Feed-in tariffs work by offering fixed, premium rates for renewable energy generated and used by small scale generation projects. While Germany has been a world leader in solar energy generation on the back of generous tariffs, it now seems that it in the current climate of austerity, the German government is perhaps rethinking its legislative bias towards green energy projects.

In a statement issued by Environment minister Norbert Roettgen, it certainly appears that the current stance is unequivocally pragmatic when it comes to backing solar energy over more traditional fuel sources. Indeed, pragmatism turned Teutonic bluntness when questioned on plans to further reinforce legislation designed at boosting solar investment,

“We’re in talks with the solar power sector to come to a reasonable further development. Those who want renewable energy should keep in mind that there is a need for society’s acceptance of it,”

Of course, while there is a need to regulate the the solar market in order to prevent a situation similar to Spain where the market became saturated, the fact remains that feed-in tariffs do not come out of the public funds. Instead, they come from the big utility companies obliged by legislation to purchase the units of renewable energy at the rate set by the tariff. This goes to add weight to the argument against reducing tariffs too drastically in Germany. Certainly, protectionism of certain industries at the expense of others is questionable but the figures for renewable energy in Germany speak for themselves.

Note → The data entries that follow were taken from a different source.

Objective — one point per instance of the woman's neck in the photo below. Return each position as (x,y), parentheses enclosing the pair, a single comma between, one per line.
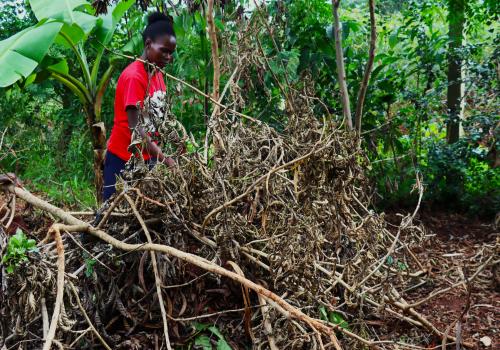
(150,70)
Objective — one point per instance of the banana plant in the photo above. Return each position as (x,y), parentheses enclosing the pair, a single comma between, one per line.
(68,23)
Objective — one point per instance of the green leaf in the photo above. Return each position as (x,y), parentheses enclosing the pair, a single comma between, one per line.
(106,28)
(60,67)
(216,332)
(200,326)
(219,24)
(21,53)
(323,314)
(223,345)
(336,318)
(393,39)
(390,260)
(64,10)
(203,341)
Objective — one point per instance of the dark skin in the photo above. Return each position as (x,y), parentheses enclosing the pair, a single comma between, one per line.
(159,52)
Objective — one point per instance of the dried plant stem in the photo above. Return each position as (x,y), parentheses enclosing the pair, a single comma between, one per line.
(195,89)
(155,270)
(267,323)
(12,211)
(212,33)
(346,104)
(76,225)
(45,318)
(75,292)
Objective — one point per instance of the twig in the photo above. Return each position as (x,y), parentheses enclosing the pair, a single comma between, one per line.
(267,323)
(212,33)
(258,181)
(75,292)
(12,211)
(155,270)
(404,224)
(115,202)
(80,226)
(346,104)
(45,318)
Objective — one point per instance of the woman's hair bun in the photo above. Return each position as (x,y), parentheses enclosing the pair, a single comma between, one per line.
(158,17)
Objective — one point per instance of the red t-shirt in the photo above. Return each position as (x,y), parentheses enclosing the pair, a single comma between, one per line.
(131,88)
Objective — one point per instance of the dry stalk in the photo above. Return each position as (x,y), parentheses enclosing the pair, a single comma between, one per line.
(155,270)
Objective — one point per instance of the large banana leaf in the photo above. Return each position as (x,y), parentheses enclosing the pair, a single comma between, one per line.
(105,30)
(77,24)
(107,27)
(21,53)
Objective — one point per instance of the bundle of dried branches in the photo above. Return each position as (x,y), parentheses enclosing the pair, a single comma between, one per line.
(287,211)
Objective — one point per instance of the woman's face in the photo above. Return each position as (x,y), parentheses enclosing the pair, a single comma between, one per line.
(161,50)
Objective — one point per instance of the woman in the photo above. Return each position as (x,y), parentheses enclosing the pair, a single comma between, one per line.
(159,46)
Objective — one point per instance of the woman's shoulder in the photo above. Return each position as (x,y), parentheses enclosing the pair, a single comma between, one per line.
(134,70)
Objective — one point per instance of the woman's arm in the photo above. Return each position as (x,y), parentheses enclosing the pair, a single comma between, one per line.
(153,149)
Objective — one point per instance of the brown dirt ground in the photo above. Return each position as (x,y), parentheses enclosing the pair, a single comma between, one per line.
(455,242)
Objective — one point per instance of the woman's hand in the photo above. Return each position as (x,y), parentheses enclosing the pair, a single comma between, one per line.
(167,161)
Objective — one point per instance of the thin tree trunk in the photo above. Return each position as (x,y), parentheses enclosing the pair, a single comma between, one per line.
(369,66)
(215,55)
(98,138)
(346,105)
(456,21)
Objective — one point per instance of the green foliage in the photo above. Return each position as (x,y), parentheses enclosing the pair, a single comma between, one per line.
(202,340)
(17,249)
(89,265)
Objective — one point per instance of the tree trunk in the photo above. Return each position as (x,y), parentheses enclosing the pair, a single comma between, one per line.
(456,22)
(346,105)
(369,67)
(98,138)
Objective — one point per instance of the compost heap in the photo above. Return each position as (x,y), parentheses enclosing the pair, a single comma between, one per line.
(286,209)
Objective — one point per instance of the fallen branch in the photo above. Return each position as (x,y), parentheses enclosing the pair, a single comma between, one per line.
(155,269)
(75,225)
(55,231)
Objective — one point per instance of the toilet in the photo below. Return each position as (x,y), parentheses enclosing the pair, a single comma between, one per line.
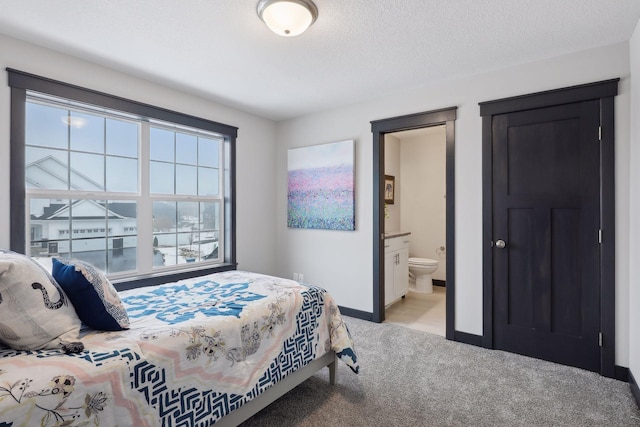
(420,270)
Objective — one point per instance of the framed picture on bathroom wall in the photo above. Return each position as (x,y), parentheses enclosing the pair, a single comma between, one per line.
(389,189)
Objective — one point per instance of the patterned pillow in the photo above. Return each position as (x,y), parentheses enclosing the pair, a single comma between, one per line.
(34,310)
(95,299)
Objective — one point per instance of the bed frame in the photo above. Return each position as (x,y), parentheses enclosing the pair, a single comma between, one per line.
(279,389)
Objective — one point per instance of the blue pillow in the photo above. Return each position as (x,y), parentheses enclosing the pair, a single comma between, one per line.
(95,299)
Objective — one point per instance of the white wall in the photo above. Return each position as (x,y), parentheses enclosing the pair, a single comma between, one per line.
(424,207)
(342,261)
(634,202)
(255,144)
(392,167)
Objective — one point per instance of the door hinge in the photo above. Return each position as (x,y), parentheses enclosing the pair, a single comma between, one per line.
(600,339)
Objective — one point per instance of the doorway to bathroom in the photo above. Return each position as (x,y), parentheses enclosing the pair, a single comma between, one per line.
(444,120)
(415,214)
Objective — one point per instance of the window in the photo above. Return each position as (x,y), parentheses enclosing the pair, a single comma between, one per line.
(133,189)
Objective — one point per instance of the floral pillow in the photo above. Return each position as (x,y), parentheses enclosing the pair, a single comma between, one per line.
(95,299)
(34,311)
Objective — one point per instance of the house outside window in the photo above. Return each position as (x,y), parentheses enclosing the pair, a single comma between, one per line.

Reports from the German finance ministry have shown that the revenue from renewable manufacturers alone came to over 16 billion Euros in 2009. In the same year around 294,000 Germans were employed in renewable energy with 64,000 of these working in solar energy. With these employment figures in mind and the fact that in Germany there is a real appetite for renewable energy investment, it would be politically naïve for any government to make too dramatic a cutback to tariff rates, even during these times of draconian spending measures.